Tesla Stock Split: Everything You Need to Know About the Upcoming Split

Tesla’s annual meeting also had votes on eight proposals submitted by shareholders. The preliminary tally indicates that seven of them were rejected, as recommended by management. However, the preliminary results indicate that Proposal Six on the agenda, to increase shareholders’ ability to nominate competing candidates for board seats, passed.

Tesla’s last stock split, on a 5-for-1 basis, was implemented in August 2020. Investors will receive an additional two shares of Tesla for each one they already owned as of Aug. 17, 2022. Still, on the whole, the company’s shares have suffered a difficult 2022, falling more than 18% since the outset of the year. That drop is in line with each of the three major stock indexes, which have plummeted this year. When compared with the same quarter a year ago, Tesla profit had doubled and revenue had grown 42%, signaling strong growth over the long term.

Elon Musk remains the company’s greatest risk/liability

Pay attention to the key financial metrics, and then go beyond the numbers to determine if the company deserves a spot in your portfolio. If you do your research now, you can position yourself to attract market-beating returns that can get you one step closer to building wealth in the stock market over time. On the other hand, investors with little appetite for risk or volatility can safely steer clear of the stock, and it certainly wouldn’t be advisable to buy shares simply because of the upcoming split. EVs are an exciting, fast-growing market, but there could be some twists and turns ahead that prompt the market to reassess Tesla’s highly growth-dependent valuation. Tesla published its first-quarter earnings results earlier this month, and the business delivered another period of impressive growth.

He’s researched, written about and practiced investing for nearly two decades. As a writer, Michael has covered everything from stocks to cryptocurrency and ETFs for many of the world’s major financial publications, including Kiplinger, U.S. News and World Report, The Motley Fool and more. Michael holds a master’s degree in philosophy from The New School for Social Research and an additional master’s degree in Asian classics from St. John’s College. This kind of ownership is good for the company’s existing shareholders but doesn’t help new investors get a slice of the Tesla pie. Regarding institutional ownership, the stock is currently held by a wide range of different funds. At the time of this writing, Vanguard owned more than 65 million shares and Blackrock owned over 55 million, to name a couple of large institutional holders.

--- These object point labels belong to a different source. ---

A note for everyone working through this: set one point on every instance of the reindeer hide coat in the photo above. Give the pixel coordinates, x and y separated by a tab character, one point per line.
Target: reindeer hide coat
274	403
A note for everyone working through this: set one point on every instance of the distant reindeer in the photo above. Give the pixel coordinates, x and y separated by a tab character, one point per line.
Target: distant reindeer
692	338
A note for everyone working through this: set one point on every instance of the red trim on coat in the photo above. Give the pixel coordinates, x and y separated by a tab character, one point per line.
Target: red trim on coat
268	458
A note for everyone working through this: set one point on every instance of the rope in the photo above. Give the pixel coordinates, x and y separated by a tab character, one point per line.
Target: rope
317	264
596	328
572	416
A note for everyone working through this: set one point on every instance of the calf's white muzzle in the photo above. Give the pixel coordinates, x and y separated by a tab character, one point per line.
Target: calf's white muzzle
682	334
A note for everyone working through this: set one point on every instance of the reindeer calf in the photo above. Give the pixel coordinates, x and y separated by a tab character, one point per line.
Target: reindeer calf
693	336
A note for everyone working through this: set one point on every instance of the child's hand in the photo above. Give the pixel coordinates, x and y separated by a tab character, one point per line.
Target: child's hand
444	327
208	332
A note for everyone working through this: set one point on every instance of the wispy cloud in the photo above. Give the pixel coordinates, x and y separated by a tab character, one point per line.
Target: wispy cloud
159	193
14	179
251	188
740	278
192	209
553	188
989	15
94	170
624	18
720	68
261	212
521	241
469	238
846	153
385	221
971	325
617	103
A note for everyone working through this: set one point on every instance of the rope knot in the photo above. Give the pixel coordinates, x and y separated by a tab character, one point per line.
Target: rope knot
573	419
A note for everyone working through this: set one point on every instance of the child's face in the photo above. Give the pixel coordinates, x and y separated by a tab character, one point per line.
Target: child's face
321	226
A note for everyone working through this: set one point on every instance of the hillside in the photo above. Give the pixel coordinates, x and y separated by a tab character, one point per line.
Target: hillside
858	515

The company says that, unlike other manufacturers, it gives every employee the opportunity to receive equity. Tesla notes that, from its last split in August 2020 to the date of proxy statement on June 6, 2022, the price of its shares rose by 43.5%. Lastly, Tesla’s shareholders and prospective investors should understand that stock split-mania is a short-term event.

Automotive revenue surged by roughly 87% year over year to $16.86 billion, and its net cash flow from operating activities surged by 143% to nearly $4 billion. The EV leader produced 305,407 vehicles in the quarter and delivered 310,048, performance that represented year-over-year jumps of roughly 69% and 68%, respectively. Shareholders voted to approve the 3-for-1 Tesla stock split at the company’s annual meeting on Aug. 4 in Austin, Texas. Over the past month, Tesla stock has surged, rising more than 6% as of early trading on Tuesday. Prior to a drop over the past week, the stock had risen more than 13% since a month ago.